Inoltre non appare facilitato l’accesso al lavoro dei percettori. Per chiarezza forse sarebbe meglio parlare di “reddito minimo garantito”, come scrive Luigi Ferrajoli. È pensato a favore dei soli bisognosi, a garanzia del loro diritto alla vita. Il “reddito di cittadinanza” sarebbe invece universale e incondizionato, a garanzia della dignità personale. Vi sono ragioni sociali, economiche e giuridiche a sostegno di questo più ambizioso obiettivo.

Anche a voler considerare il solo aspetto di lotta alla povertà, un obolo pubblico, bene o male indirizzato che sia – come quello privato – non può essere la soluzione. Ci vuole altro.

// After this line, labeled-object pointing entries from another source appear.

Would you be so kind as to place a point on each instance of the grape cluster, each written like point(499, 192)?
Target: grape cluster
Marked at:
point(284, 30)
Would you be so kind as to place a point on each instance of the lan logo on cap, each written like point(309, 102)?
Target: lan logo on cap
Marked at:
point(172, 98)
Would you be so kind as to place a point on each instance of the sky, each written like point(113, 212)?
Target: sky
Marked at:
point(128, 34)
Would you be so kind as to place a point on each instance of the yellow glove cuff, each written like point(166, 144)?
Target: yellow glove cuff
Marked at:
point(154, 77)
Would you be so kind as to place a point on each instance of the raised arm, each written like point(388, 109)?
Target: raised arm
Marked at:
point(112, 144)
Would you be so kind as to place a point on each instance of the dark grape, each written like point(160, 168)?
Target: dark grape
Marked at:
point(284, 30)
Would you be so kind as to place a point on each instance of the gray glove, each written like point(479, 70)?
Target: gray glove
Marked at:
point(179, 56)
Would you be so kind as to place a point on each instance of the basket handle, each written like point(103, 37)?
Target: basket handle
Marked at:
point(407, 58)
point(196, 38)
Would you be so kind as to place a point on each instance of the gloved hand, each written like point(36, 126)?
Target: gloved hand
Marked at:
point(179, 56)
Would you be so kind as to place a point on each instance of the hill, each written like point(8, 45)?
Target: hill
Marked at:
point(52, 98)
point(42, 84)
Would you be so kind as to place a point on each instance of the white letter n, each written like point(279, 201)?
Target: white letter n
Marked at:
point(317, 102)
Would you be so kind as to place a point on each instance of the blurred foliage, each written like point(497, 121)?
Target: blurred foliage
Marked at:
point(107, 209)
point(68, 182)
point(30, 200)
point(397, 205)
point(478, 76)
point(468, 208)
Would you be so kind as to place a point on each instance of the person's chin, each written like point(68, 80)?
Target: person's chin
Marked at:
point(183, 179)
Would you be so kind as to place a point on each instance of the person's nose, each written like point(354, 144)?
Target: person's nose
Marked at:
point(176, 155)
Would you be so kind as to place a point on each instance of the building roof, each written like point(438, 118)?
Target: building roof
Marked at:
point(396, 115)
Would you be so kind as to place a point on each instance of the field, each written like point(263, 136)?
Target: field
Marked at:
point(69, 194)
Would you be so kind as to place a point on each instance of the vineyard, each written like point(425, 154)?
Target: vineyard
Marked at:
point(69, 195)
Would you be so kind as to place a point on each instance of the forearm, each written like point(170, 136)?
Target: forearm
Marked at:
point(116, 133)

Come già ho avuto occasione di dire nessuno, dopo la guerra e dopo Ernesto Rossi, si è cimentato seriamente sul tema. Nessuna forza politica ne ha fatto punto qualificante della sua azione. Ripeto cose già scritte in passato. “Abolire la miseria” – Rossi lo scrive tra carcere e confino ultimandolo nel ’41, ’42 – conserva elementi di attualità. “Bisogna unire tutte le nostre forze per combattere la miseria per le stesse ragioni per le quali è stato necessario in passato combattere il vaiolo e la peste: perché non ne resti infetto tutto il corpo sociale”. Al servizio sanitario e alla scuola si doveva aggiungere, secondo la proposta di Rossi, la fornitura gratuita dei beni essenziali: alloggio, vitto, vestiario.

A ciò avrebbe provveduto l’esercito del lavoro, formato da ragazze e ragazzi che, “terminata la loro preparazione scolastica, sarebbero obbligati a prestare servizio in tale esercito, per un certo periodo di tempo: mettiamo due anni”. La scuola per Rossi doveva essere gratuita per tutti e in tutti i gradi. “Non si dovrebbe mai fare interrompere gli studi ai giovani che fossero bocciati agli esami, giacché da ogni giovane è sempre possibile tirar fuori qualcosa; ed è interesse collettivo che tutti ottengano un’istruzione completa corrispondente alla loro capacità”. Insomma prima che venisse scritto in Costituzione antivede significative modalità di attuazione del futuro articolo 3: “Tutti i cittadini hanno pari dignità sociale e sono eguali davanti alla legge, senza distinzione di sesso, di razza, di lingua, di religione, di opinioni politiche, di condizioni personali e sociali. È compito della Repubblica rimuovere gli ostacoli di ordine economico e sociale, che, limitando di fatto la libertà e l’eguaglianza dei cittadini, impediscono il pieno sviluppo della persona umana e l’effettiva partecipazione di tutti i lavoratori all’organizzazione politica, economica e sociale del Paese”.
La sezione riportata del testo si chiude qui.